The new Discovery is a "highly desirable, extremely versatile and hugely capable premium SUV" that will appeal to a "new, wider customer base" the brand's chief designer, Gerry McGovern, said in a statement.
Land Rover unveiled the Discovery today ahead of the brand's full public reveal at the Paris auto show on Thursday.
The automaker said the Discovery has been designed to comfortably seat seven adults. It will also be offered with five seats in some markets.
The new Discovery has more cabin space than its closest rivals, the Volvo XC90 and Audi Q7, Land Rover said. It is narrower than the current version at 2220mm wide (including mirrors) but taller at 1846mm and 141mm longer at 4970mm.
It borrows the front-end design from models such as the smaller Discovery Sport, but keeps some features from previous Discovery models such as the stepped roof. This increases passenger headroom for the rearmost seats, Land Rover said. The SUV lowers itself by 40mm when the doors are opened to help passengers exit from the car.
Land Rover said it had made dynamic changes to improve the Discovery’s cornering ability without compromising ride comfort.
The SUV comes with an updated version of Jaguar Land Rover’s automatic emergency braking system that can detect adult or child pedestrians in the vehicle's path. It works at speeds up to 80kph (50mph).
The Discovery's third row of seats can be folded flat electronically via a smartphone app. Customers can also get a bracelet-style so-called "Activity Key" that debuted on the Jaguar F-Pace SUV. This allows the driver to avoid carrying the standard key during sports activities where it might be lost or dunked under water.
The Discovery will be offered to European buyers with a 2.0-liter, four-cylinder, twin-turbocharged diesel engine with CO2 emissions of 171 grams per kilometer. The smaller diesel will enhance the SUV's appeal to fleet and business customers, a Land Rover spokesman said.
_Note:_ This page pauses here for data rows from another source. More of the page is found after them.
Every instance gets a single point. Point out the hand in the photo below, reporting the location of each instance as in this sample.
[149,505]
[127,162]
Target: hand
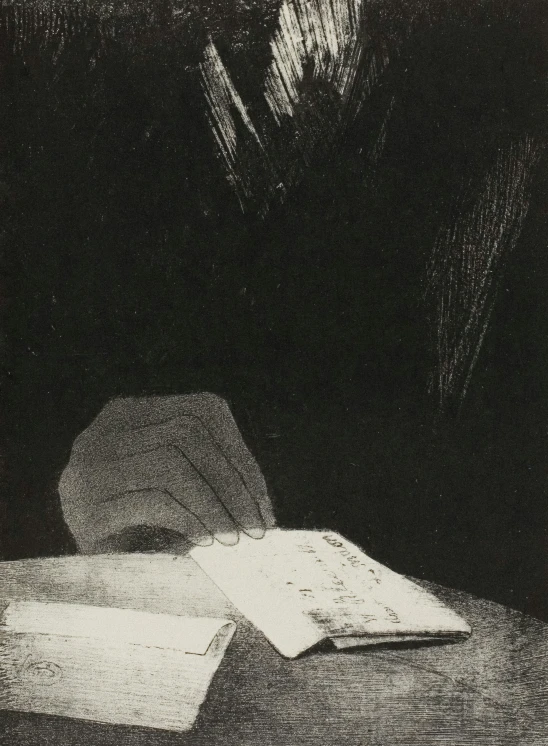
[176,463]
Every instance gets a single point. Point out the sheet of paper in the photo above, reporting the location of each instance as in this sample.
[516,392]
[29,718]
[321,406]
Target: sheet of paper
[300,587]
[109,665]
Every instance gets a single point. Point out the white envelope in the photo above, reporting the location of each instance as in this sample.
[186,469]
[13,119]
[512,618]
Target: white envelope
[108,665]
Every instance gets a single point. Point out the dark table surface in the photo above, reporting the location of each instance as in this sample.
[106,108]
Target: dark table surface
[491,689]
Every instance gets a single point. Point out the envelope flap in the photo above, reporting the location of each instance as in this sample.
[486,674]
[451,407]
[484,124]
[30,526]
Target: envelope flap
[192,635]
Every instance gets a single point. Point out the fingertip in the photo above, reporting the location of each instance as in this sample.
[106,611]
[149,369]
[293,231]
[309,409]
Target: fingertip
[228,539]
[255,532]
[202,541]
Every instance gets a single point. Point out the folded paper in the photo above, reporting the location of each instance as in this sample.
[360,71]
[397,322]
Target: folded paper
[303,587]
[108,665]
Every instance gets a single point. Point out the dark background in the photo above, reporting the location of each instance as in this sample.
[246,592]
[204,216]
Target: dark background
[130,269]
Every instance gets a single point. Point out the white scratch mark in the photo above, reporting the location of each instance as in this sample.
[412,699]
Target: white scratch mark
[318,37]
[468,256]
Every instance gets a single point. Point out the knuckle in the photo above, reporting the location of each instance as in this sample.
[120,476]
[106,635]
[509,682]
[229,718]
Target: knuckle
[70,483]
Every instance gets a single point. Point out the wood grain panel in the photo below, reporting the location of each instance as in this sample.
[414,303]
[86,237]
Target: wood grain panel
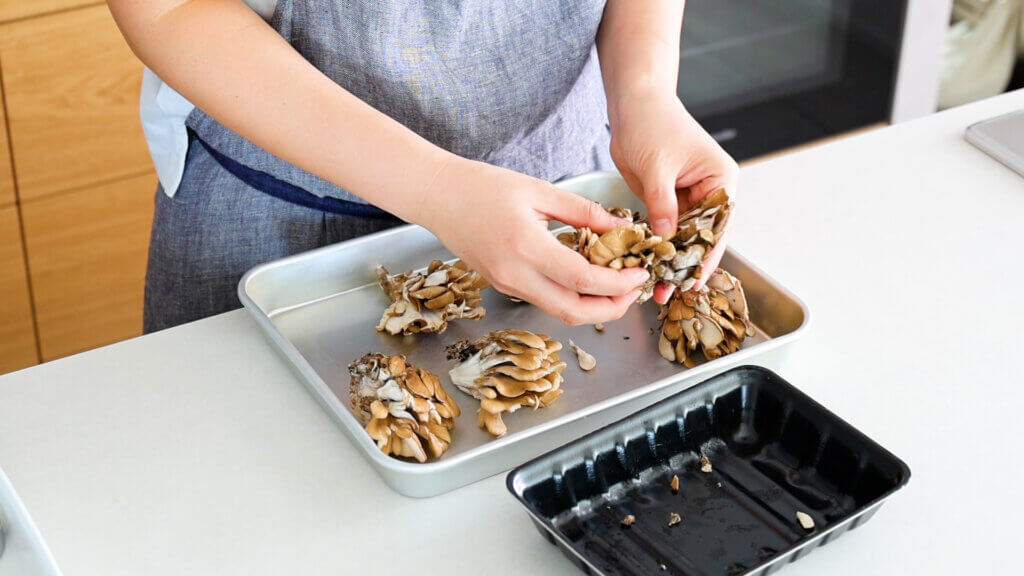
[10,9]
[6,178]
[17,339]
[87,253]
[72,88]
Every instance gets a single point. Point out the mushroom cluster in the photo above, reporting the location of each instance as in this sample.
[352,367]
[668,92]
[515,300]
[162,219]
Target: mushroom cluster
[505,370]
[674,260]
[713,320]
[406,409]
[427,301]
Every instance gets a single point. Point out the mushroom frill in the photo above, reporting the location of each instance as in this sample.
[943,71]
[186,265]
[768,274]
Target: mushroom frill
[674,260]
[714,320]
[406,409]
[506,370]
[427,301]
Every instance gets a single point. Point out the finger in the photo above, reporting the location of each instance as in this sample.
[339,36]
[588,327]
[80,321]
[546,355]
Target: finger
[659,196]
[663,292]
[693,195]
[573,309]
[571,271]
[578,211]
[714,258]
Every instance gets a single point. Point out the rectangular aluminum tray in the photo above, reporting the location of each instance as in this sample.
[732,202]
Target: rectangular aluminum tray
[321,309]
[23,551]
[773,452]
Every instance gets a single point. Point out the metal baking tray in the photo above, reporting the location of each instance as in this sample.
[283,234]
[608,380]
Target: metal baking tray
[320,310]
[772,450]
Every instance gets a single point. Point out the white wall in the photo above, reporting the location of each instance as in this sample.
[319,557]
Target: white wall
[921,58]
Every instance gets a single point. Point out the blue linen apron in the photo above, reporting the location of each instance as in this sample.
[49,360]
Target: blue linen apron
[514,84]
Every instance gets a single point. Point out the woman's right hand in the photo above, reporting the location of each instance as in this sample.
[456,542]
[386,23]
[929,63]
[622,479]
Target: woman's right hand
[497,220]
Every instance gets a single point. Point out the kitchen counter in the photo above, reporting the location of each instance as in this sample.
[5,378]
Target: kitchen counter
[197,451]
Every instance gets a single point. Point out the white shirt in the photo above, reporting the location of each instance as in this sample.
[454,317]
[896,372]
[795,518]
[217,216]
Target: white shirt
[163,113]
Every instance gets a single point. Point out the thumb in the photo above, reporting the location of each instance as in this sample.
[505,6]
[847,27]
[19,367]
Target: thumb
[579,211]
[663,206]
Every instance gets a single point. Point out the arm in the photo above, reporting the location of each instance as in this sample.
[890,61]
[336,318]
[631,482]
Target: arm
[225,59]
[655,144]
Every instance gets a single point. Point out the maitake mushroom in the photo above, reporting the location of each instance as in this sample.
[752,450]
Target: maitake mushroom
[402,407]
[425,302]
[674,260]
[714,320]
[507,369]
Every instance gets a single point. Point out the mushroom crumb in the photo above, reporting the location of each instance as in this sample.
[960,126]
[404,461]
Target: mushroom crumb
[587,362]
[805,520]
[705,464]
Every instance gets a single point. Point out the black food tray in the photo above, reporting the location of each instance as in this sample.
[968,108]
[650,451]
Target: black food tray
[773,452]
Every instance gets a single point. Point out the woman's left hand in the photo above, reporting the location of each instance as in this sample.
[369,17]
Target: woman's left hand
[670,162]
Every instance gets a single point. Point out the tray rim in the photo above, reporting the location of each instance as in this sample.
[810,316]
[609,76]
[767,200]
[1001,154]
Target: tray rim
[696,389]
[355,430]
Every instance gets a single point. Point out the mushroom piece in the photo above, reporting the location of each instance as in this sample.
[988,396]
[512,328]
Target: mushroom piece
[587,362]
[714,320]
[674,260]
[426,301]
[506,370]
[404,409]
[805,520]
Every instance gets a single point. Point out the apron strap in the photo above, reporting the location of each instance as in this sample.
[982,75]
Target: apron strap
[290,193]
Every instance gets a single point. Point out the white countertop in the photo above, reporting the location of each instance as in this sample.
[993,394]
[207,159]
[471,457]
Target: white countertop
[196,450]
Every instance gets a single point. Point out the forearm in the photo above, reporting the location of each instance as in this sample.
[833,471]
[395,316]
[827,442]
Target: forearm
[638,45]
[225,59]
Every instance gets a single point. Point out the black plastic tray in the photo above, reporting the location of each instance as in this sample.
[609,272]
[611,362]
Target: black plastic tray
[773,451]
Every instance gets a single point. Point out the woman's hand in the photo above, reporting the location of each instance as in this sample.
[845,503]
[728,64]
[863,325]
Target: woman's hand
[497,221]
[671,163]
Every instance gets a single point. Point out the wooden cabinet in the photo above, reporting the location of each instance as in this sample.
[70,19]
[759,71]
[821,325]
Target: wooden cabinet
[11,9]
[6,177]
[87,253]
[76,181]
[72,92]
[17,342]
The SUV will also be available with a six-cylinder diesel and six-cylinder supercharged gasoline engines when it goes on sale in the spring, depending on markets.
The new Discovery is built on the same aluminum platform as the Range Rover and Range Rover Sport. The monocoque structure is 480kg lighter than the body of the current car, which helps to improve fuel economy, Land Rover said. It is also more aerodynamic with a 0.33 drag coefficient, a result of intensive simulation testing, the company said. The SUV becomes more aerodynamic at higher speeds when the standard air suspension lowers the car by 13mm at 105kph (65mph).
The Discovery’s tailgate no longer splits into two sections when opened. It has a lip at the base of the opening that either stays up to secure luggage or folds down to give a seating platform that can be used for event seating or changing muddy footwear.
The Discovery will start at 43,495 pounds ($56,400) in its home market of the UK. The entry Discovery with the four-cylinder diesel undercuts it nearest rivals, the Volvo XC90 and Audi Q7. The cheapest Q7 is almost 5,000 pounds more while the entry-level Volvo costs 3,355 pounds more.